Last Updated on 10th November 2022
Mark Ludmon reviews the new London revival of Tim Rice and Stuart Brayson’s musical, From Here to Eternity, at Charing Cross Theatre
Charing Cross Theatre, London
Book TicketsIt is nine years since Stuart Brayson and Tim Rice‘s testosterone-filled musical of one-time bestseller From Here to Eternity first reached the London stage. Now in a smaller space than the original Shaftesbury Theatre, Brett Smock’s new revival gains much-needed intimacy for its story about the chaotic lives of career soldiers on a barracks in Hawaii in the weeks leading up to the 1941 Pearl Harbor attack. However, despite a superb cast and a revamp of the book, the show still lacks enough focus to create an engaging connection with the disparate characters as the much bigger, devastating event gets ever nearer.

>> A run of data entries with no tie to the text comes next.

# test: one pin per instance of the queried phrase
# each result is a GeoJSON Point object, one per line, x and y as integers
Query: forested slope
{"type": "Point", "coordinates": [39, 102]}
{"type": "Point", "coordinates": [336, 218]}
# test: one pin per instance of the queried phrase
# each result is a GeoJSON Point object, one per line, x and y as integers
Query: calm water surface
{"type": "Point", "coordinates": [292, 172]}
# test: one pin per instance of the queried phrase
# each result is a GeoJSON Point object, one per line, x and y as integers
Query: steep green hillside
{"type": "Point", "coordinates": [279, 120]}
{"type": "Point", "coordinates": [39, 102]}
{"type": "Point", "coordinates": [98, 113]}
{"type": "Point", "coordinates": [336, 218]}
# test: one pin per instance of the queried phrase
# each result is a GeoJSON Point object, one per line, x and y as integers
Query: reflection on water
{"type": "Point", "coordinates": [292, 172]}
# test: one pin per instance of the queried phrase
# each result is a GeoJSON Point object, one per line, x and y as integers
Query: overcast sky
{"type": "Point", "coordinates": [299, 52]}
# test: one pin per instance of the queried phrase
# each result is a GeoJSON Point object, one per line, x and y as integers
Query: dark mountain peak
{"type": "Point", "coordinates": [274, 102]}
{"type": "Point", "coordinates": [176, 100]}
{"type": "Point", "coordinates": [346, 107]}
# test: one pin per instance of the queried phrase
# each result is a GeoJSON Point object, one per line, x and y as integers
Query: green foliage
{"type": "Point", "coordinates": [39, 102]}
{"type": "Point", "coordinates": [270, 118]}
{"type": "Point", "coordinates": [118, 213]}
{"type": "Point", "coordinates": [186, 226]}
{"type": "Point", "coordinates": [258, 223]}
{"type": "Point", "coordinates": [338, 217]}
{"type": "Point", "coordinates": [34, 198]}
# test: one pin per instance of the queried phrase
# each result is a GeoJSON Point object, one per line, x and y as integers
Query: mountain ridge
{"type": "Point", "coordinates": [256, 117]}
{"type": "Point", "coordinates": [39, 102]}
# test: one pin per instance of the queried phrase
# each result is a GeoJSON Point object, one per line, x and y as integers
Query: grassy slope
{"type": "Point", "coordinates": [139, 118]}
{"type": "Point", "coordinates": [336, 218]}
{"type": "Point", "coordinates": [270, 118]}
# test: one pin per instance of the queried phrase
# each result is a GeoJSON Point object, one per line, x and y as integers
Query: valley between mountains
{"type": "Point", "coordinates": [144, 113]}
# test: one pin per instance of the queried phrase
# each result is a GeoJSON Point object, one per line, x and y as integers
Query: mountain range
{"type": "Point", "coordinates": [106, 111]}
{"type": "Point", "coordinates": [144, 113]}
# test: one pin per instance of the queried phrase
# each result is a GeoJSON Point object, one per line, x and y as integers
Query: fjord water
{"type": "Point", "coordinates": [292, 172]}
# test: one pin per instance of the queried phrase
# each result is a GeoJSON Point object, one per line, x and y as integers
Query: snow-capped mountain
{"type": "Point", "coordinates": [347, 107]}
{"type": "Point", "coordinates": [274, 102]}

There is a lot going on in this intense musical drama based on James Jones’s 1951 novel, later adapted into a classic film starring Burt Lancaster and Deborah Kerr. Within one army company, we have a sergeant, Milt Warden, having a secret affair with his captain’s dissatisfied wife, while a young soldier, Robert Prewitt, struggles with guilt over injuring someone in a boxing fight while also trying to pursue a relationship with a sex worker. Another soldier, Angelo Maggio, suffers from bullying partly because of his Italian heritage while another soldier wrestles with his homosexuality – a sub-plot that is almost overwhelmed by the main storyline. The book, written by Bill Oakes and Donald Rice, weaves these different strands together with lucidity but it remains fragmentary. The female characters also feel one-dimensional despite strong performances by Carley Stenson as the captain’s wife, Karen, and Desmonda Cathabel as Prewitt’s lover, Lorene.
The show has a pleasant and rousing score thanks to Brayson’s music and Rice’s lyrics, with some fine arrangements and orchestrations by musical director Nick Barstow. While some of the songs are more expositional than memorable, there are plenty of show-stopping numbers such as Prewitt’s “Fight the Fight”, the angry “I Love the Army” and the opening “G Company Blues” where the young male ensemble demonstrate an impressive ability to sing perfectly while doing sit-ups and press-ups. Eve Polycarpou, as brothel owner Mrs Kipfer, makes the most of her jaded ballad, “I Know What You Came For” and later joins Stenson and Cathabel for the show’s most powerful and moving number, “The Boys of ‘41”.